To assess the functionality of the generated sequences, the researchers performed mutagenesis on the promoter region while keeping the UTR and terminator intact. They controlled the mutation levels to avoid pushing the sequences outside biologically relevant boundaries, creating a total of 16.8 million sequence variants. This extensive dataset allowed them to analyze the impact of different mutation rates (1%, 2%, 5%, and 10%) on predicted expression levels, leading to the selection of variants that achieved the desired expression changes.

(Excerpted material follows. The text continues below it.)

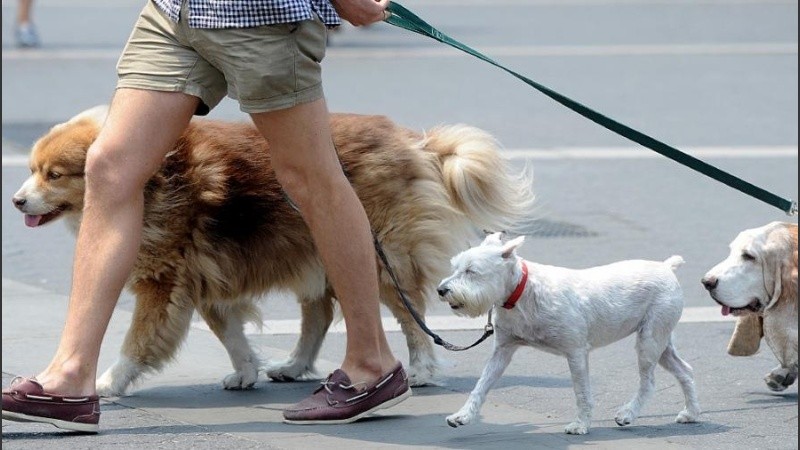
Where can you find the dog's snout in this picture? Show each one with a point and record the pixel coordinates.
(710, 282)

The authors validated their synthetic sequences through in vivo measurements, demonstrating that these engineered regulatory elements could surpass the expression levels of highly-expressed natural controls. This finding highlights the potential of using deep learning and generative design in synthetic biology to create more efficient and effective gene expression systems.
The document also emphasizes the importance of computational resources and collaboration in this research, acknowledging support from various institutions and individuals. The findings contribute to the growing field of synthetic biology, offering new tools for manipulating gene expression in biotechnology and medicine.
Overall, this research represents a significant advancement in the design of synthetic regulatory DNA, showcasing the power of deep learning techniques in generating functional biological sequences that can be tailored for specific applications in gene expression control.